How do you use other docker apps to use letsencrypt's certs?

    • OMV 5.x (beta)
    • How do you use other docker apps to use letsencrypt's certs?

      I am using Rpi 4, OMV5, docker and portainer.

      So the other day I managed to isntall a cert via letsencrypt's duckdns so I can go to https://<mydomain>.duckdns.org with no problems. Now I want to use emby to use https://<mydomain>.duckdns.org:8920 but somehow I could not get the emby app to utilize letsencrypt's certifcate. I also created subdomains like sonarr.<mydomain>.duckdns.org radarr.<mydomain>.duckdns.org and jackett.<mydomain>.duckdns.org but not sure how I can take advantage of the letsencrypt certificate.
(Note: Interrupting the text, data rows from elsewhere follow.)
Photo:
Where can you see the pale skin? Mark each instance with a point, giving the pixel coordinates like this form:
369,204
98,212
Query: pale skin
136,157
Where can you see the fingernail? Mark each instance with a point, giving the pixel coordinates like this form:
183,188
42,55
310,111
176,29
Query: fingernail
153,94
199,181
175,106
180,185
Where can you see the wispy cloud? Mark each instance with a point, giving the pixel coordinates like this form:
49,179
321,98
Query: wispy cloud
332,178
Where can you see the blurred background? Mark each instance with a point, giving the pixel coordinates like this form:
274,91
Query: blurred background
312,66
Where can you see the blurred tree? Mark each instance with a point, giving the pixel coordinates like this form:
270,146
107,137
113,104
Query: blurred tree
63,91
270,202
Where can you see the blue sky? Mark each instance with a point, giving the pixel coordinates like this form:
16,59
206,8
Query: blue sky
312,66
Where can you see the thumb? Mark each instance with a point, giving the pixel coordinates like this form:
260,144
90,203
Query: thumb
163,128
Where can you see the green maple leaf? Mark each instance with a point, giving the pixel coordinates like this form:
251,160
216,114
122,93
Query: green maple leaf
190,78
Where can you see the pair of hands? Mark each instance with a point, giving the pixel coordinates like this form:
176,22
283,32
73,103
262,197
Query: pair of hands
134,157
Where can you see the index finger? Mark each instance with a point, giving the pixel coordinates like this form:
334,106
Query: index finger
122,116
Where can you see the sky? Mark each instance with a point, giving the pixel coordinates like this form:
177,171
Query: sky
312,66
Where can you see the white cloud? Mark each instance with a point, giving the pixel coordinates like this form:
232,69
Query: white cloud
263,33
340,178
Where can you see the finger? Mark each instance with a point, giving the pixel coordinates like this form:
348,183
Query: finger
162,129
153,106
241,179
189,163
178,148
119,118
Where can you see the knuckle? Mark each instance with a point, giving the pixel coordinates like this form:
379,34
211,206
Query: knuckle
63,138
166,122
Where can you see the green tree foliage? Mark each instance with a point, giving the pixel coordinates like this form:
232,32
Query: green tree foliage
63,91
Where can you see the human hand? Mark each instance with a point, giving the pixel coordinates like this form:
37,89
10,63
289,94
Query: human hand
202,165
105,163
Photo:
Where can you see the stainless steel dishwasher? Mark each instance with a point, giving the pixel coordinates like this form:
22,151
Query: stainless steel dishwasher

Any advice would be helpful. TIA.
    • Similar to your question: you sign up and select five sub domains and only use one for Nextcloud. abc.duckdns.org points to Nextcloud and def.duckdns.org, ghi.duckdns.org, jkl.duckdns.org, and mno.duckdns.org all say



      Welcome to our server

      The website is currently being setup under this address.
      For help and support, please contact: me@example.com
      I hope you find your solution. Me, I just wonder about the potential.
      OMV 5 (current) - NanoPi M4: Nextcloud, Plex, & Heimdall - Acer Aspire T180: backup - Odroid XU4: Pi-Hole (DietPi) - Odroid HC2, Raspberry Pi 3B+, and HP dx2400: testing.
    • @'pug_sterpug_ster'

      With letsencrypt you can create a certificate which has all the domains you need, then you can point each service you have to a single letsencrypt key and cert, and it should work. Make sure you put the key and cert in a location where each service can access them, as they might be running as different users. The key will want to have 400 permissions so your services will probably be started as root, and then drop their permissions and run under a different user for the requests they will receive.

      Because you don't say what you mean by utilise, I can't tell what the issue is, but it will certainly be easier to maintain a single cert rather than have each one reissued, even though this happens automatically, it will mean that if you ever have any problems, you will be less likely to hit rate limits with letsencrypt. The only downside is that if someone inspects your cert they can see the other hosts listed there, but then that's just security by obscurity, and you'll not want to rely on hiding hostnames to prevent access to your servers.

      Perhaps you could go into detail about the error you got or what you already tried.
    • I had the same problems and resolved it by using a reverse proxy for emby. The advantage of this is you don't have to worry about port forwarding.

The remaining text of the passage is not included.